CHICAGO (WBBM NEWSRADIO) -- Whether watching dozens of people interact simultaneously or constantly reminding someone to mute, video conferencing requires an exhausting amount of attention.
It’s created what some experts call ‘Zoom fatigue’.
“Zoom fatigue comes from the delays and talking to many people all at once, but it also comes from the attentional demand of having to just focus. And you’re not necessarily focused on the other person’s mind. You’re focused on the technology," said Nicholas Epley, John Templeton Keller Professor of Behavioral Science at the University of Chicago's Booth School of Business.
While the video conferencing technology has scaled up our work-from-home experience, Professor Epley said it’s had a negative impact on our relationships with others.
“What’s really being lost for a lot of people are acquaintances and friends, and strangers frankly.
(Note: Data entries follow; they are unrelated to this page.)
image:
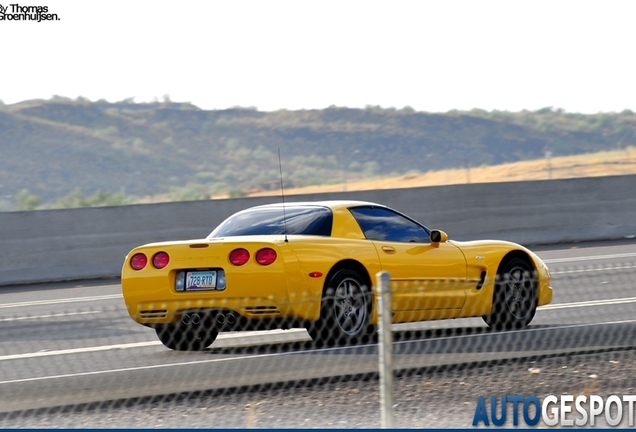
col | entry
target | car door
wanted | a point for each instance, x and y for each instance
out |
(424, 275)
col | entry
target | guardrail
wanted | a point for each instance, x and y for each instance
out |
(50, 245)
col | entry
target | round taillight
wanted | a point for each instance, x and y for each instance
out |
(266, 256)
(160, 260)
(239, 256)
(138, 261)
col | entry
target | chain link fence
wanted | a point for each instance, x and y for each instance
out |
(72, 357)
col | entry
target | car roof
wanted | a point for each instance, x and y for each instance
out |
(333, 204)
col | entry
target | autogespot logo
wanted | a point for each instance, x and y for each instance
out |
(17, 12)
(555, 411)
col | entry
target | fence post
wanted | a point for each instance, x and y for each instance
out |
(383, 294)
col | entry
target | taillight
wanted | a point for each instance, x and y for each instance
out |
(266, 256)
(239, 256)
(160, 260)
(138, 261)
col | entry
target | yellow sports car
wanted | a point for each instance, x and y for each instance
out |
(313, 265)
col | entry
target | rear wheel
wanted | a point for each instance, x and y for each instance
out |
(345, 311)
(515, 297)
(181, 337)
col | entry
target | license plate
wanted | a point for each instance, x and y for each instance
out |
(200, 280)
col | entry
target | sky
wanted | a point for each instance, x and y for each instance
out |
(432, 56)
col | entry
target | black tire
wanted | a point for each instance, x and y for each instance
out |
(186, 338)
(345, 311)
(515, 297)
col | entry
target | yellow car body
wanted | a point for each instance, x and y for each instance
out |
(431, 277)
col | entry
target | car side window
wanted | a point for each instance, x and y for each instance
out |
(379, 223)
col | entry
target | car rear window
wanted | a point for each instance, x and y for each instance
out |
(308, 220)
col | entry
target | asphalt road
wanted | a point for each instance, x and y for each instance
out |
(64, 344)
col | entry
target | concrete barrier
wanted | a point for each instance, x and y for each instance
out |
(52, 245)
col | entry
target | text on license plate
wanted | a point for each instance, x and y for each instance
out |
(201, 280)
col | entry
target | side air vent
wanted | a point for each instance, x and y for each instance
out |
(156, 313)
(262, 310)
(482, 279)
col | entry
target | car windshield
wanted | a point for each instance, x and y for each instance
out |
(308, 220)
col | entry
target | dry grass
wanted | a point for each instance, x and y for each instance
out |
(616, 162)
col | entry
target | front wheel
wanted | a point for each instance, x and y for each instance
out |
(515, 297)
(345, 310)
(180, 337)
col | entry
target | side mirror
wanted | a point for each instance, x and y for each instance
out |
(438, 236)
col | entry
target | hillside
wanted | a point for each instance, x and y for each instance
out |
(64, 152)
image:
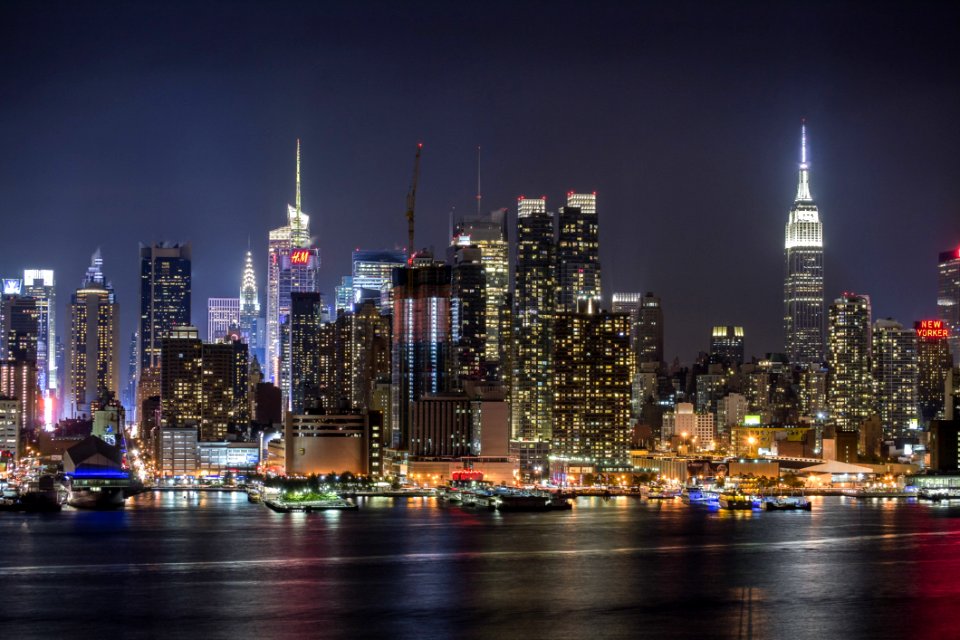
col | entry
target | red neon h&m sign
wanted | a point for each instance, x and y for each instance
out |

People who you would bump into on the street, folks that would broaden your social network, folks that would keep you connected to a world that’s bigger than just your little bubble," Epley said.
There are a few ways to battle the burnout, like scaling down and returning to a good old-fashioned phone call.
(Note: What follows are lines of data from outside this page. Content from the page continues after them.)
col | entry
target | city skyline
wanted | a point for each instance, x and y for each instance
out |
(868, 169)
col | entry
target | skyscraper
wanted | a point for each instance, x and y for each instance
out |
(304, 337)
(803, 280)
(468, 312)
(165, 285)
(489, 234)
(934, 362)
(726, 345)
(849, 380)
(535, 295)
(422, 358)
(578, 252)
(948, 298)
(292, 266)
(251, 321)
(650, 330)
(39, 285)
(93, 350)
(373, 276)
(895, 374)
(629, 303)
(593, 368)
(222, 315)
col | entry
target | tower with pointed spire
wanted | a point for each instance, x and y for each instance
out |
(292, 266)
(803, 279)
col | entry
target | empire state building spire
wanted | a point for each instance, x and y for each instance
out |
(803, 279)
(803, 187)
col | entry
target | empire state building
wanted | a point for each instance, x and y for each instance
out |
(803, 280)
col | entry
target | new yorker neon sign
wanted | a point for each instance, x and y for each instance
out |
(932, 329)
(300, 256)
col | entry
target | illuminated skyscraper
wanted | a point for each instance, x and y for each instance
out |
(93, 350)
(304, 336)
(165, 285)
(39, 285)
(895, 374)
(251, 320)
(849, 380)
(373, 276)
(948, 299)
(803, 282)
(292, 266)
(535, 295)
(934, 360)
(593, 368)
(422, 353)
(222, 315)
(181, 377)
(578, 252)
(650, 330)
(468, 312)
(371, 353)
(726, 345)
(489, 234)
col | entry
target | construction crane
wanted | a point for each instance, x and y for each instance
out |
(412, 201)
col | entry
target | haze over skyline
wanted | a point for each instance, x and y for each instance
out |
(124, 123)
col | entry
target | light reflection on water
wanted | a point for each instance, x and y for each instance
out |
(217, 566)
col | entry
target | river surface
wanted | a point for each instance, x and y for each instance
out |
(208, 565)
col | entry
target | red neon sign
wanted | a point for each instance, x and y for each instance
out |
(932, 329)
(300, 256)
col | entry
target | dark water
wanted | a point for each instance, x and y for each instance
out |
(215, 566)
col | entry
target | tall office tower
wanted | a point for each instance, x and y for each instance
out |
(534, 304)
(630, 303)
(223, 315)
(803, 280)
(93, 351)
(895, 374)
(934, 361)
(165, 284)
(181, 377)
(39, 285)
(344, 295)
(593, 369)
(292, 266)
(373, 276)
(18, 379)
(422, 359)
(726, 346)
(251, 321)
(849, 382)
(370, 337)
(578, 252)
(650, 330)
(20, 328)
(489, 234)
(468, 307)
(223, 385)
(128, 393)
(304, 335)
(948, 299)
“I think that’s actually going to bring a lot of enhancement to your interactions. It’s going to make it easier for you to maintain them, it’s going to make you feel more connected, it’s going to allow you to do other things at the same time," added Epley.
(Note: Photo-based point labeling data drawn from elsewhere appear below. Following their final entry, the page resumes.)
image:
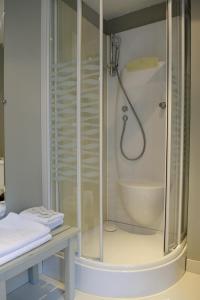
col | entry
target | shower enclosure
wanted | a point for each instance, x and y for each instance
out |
(119, 112)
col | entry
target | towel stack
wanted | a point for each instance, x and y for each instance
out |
(44, 216)
(19, 235)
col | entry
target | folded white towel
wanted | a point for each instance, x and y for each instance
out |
(17, 232)
(44, 216)
(29, 247)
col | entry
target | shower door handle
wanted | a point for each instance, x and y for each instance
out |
(162, 105)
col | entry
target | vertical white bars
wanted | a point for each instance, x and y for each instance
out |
(101, 128)
(56, 102)
(169, 112)
(45, 110)
(79, 38)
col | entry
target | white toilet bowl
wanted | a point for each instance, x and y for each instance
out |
(143, 201)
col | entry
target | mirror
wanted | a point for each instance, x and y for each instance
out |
(2, 186)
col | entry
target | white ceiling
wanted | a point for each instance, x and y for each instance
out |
(116, 8)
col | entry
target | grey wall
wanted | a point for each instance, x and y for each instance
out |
(1, 105)
(194, 202)
(22, 112)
According to Epley’s research, in terms of how connected we feel to another person, being able to see somebody else isn’t that beneficial over and above being able to hear them.
Another way to fight fatigue is by doing what he calls a ‘one-a-day’. Reaching out to someone different once a day just to reconnect.
“This is a time, in many ways for reconnection, for connecting with folks who you wouldn’t even run into in your daily life. But you can now, you’ve got time, you’ve got social space to reconnect with folks who you haven’t been in touch with for a while," Epley said.